# Minimum Earth’s angular velocity to which we’d have no weight on a scale

Consider the Earth’s axis of rotation (on itself) as the “z-axis” on a Cartesian coordinate system in which the center of the Earth corresponds to the origin of such a coordinate system. What is the minimum angular velocity or speed of the Earth to which we’d start showing 0 weight on a scale?

The answer depends on the latitude of the considered person. For example the required speed is lesser at the equator than any other place, and is infinite at both poles.

Neglecting the Earth’s motion around the Sun, considering the Earth’s surface as a perfectly spherical and assuming that the mass density inside the Earth has at most a radial dependency (so no dependency on neither the azimuthal nor zenithal angles), any “point” or let’s say “body” (except the 2 poles) on the surface are in circular motion. In such a motion the body is under acceleration, the centripetal acceleration whose magnitude is worth $\omega ^2 r$ where $\omega$ is the angular speed. This acceleration is equal to the gravity’s acceleration $g$ in the case of the critical angular speed of rotation to which the body would start showing no weight on a scale. In such a case we have the relation $\omega _{\text{critical}}=\sqrt{\frac{g}{r}}$ where $r$ is the distance of the body to the axis of rotation.
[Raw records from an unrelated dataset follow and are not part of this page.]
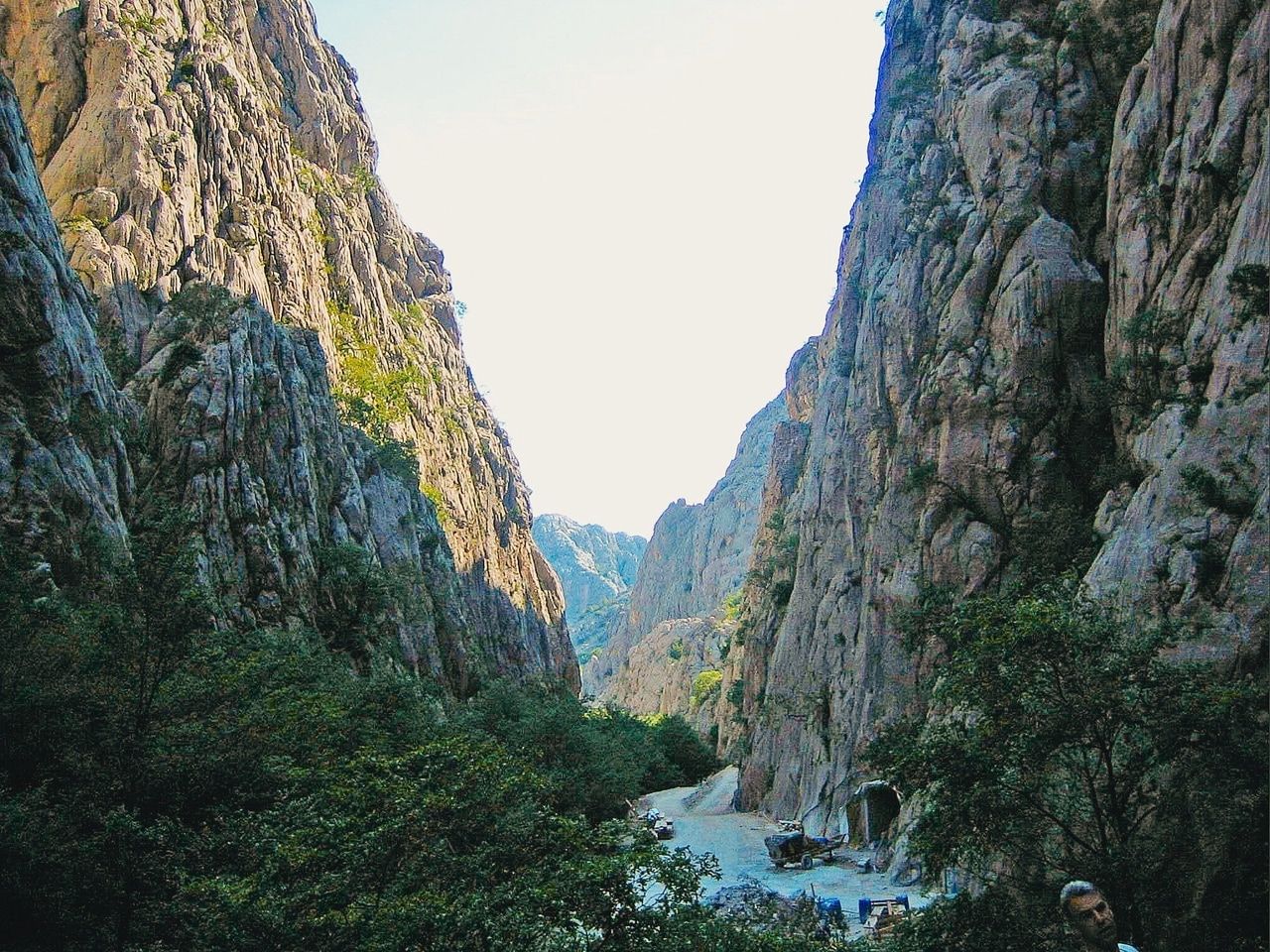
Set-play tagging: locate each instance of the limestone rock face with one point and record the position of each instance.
(1001, 367)
(226, 144)
(595, 569)
(245, 431)
(1189, 209)
(64, 468)
(698, 555)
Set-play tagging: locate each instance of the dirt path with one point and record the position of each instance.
(705, 823)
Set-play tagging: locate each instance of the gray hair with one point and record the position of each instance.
(1076, 888)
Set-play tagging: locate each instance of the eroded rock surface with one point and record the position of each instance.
(64, 468)
(597, 569)
(225, 144)
(1040, 327)
(676, 625)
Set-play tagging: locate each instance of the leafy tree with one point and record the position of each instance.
(1064, 744)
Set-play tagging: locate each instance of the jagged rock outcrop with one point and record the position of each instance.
(1049, 317)
(64, 467)
(595, 569)
(698, 556)
(226, 145)
(1189, 211)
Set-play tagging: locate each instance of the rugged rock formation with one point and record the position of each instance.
(63, 463)
(225, 144)
(697, 558)
(1051, 316)
(595, 570)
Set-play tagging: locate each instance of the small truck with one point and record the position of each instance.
(795, 847)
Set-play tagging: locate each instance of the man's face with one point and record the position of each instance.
(1093, 920)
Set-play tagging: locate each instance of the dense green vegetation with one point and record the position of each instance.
(171, 784)
(1058, 744)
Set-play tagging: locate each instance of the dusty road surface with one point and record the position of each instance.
(705, 821)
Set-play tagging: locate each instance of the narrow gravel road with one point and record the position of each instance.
(705, 823)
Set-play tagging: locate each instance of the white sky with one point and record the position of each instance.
(640, 202)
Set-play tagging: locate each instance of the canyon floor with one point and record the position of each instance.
(706, 823)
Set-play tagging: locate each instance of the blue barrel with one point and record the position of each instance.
(829, 907)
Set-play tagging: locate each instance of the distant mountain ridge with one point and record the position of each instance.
(595, 569)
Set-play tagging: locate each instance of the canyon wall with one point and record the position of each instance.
(679, 625)
(595, 569)
(1048, 344)
(187, 148)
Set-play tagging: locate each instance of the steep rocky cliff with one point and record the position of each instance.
(597, 569)
(195, 145)
(698, 555)
(1049, 320)
(63, 462)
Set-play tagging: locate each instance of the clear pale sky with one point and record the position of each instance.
(640, 203)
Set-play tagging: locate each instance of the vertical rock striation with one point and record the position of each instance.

In spherical coordinates, $r=R \sin \theta$ where R stands for the Earth’s radius and theta is the zenithal angle.

Taking $g=9.8 \text{ m/s}^2$ and $R=6367444.7 \text{ m}$ and considering the equator latitude (theta equal to pi/2), we get $\omega_{\text{critical}}\approx 1.24 \times 10 ^{-3} \text{ rad/s}$. While the current Earth’s angular speed is roughly worth $\frac{2\pi \text{ rad}}{23 \text{ hours } 56 \text{ min}} \approx 7.27 \times 10^{-5} \text{ rad/s}$.

From which we get a ratio $\frac{\omega_{\text{critical}}}{\omega_{\text{Earth}}} \approx 17$. In other words the Earth would have to rotate on itself about 17 times faster than it currently does in order for people to show no weight on a scale at the equator.